Pebax-based composite membranes with high gas transport properties enhanced by ionic liquids for CO2 separation

Abstract

Membrane-based separation technology has been reported as one of the possible methods to efficiently and economically separate carbon dioxide (CO₂). To provide synergistic enhancements in the gas separation performance, organic polymer (Pebax 1657), zeolite imidazolate framework-8 (ZIF-8) nanoparticles, and ionic liquid (IL) have been integrated to develop three-component composite membranes. To achieve high separation performance of three-component membranes, the effects of IL anions and ZIF-8 content on gas permeability and selectivity were investigated first. The ILs were 1-butyl-3-methyl imidazolium ([Bmim]) cation based on different anions of bis(trifluoromethylsulfonyl)imide ([NTf₂]), dicyanamide ([DCA]), and tetrafluoroborate ([BF₄]).

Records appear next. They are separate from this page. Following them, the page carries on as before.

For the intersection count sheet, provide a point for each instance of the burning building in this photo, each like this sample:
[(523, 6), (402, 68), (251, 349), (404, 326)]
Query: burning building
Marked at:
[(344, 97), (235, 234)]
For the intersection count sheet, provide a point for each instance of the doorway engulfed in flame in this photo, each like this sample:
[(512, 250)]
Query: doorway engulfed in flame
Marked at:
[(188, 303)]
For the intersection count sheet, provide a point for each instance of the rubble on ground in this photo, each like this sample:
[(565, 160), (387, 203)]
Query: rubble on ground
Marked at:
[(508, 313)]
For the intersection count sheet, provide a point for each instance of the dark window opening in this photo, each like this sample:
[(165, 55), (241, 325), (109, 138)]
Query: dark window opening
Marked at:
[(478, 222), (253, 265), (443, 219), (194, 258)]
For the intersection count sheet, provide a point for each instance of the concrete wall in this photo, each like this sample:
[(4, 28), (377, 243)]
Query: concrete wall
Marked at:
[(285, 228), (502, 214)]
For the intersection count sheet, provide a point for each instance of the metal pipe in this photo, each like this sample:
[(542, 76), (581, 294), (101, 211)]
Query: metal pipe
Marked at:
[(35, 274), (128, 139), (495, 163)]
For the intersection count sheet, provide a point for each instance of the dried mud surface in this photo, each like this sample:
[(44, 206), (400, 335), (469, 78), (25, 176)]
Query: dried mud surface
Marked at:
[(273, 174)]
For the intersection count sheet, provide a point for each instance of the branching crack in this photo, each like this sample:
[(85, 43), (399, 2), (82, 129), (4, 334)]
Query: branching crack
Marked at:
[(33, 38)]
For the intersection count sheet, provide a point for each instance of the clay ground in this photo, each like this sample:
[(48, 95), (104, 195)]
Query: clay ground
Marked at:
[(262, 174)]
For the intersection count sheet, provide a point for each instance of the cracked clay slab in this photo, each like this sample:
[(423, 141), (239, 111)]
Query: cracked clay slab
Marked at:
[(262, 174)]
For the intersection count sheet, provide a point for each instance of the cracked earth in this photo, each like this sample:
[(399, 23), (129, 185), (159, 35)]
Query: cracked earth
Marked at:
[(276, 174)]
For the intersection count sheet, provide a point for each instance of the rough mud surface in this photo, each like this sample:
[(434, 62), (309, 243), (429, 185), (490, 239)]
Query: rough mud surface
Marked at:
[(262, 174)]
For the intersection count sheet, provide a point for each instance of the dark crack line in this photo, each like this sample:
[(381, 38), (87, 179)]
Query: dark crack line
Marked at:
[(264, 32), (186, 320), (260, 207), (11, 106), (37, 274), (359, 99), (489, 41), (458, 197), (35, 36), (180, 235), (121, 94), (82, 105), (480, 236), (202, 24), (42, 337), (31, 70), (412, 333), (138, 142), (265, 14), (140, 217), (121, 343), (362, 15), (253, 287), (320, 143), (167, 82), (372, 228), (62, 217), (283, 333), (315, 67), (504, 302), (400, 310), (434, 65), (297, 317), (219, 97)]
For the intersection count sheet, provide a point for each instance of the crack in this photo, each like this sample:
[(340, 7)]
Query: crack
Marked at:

Gas transport properties of all the prepared membranes were investigated at 23 °C and 1 bar. The results showed that the anion of IL is a key factor to determine the CO₂ permeability of the membranes, which is similar to the principle of CO₂ solubility in pure ILs. In addition, ZIF-8 could increase both CO₂ diffusivity and solubility coefficients of the Pebax/ZIF-8 membranes, resulting in a two-fold increase in the CO₂ permeability. For the Pebax/ZIF-8(15%)/[Bmim][NTf₂] membranes, it has been revealed that [Bmim][NTf₂] acts as a low molecular weight additive, leading to a more amorphous structure and a higher FFV (fractional free volume) of the membranes, which are beneficial for gas diffusion. The addition of IL can improve the compatibility between the inorganic particles and the polymer matrix; thus, the non-selective voids decrease, which leads to a higher CO₂/N₂ selectivity. The CO₂ permeability of the Pebax/ZIF-8(15%)/IL(80%) membrane was 4.3 times that of the pure Pebax membrane without sacrificing the CO₂/N₂ selectivity. Therefore, the high gas transport properties of the Pebax/ZIF-8/IL membranes make them promising candidates for CO₂-effective separation materials.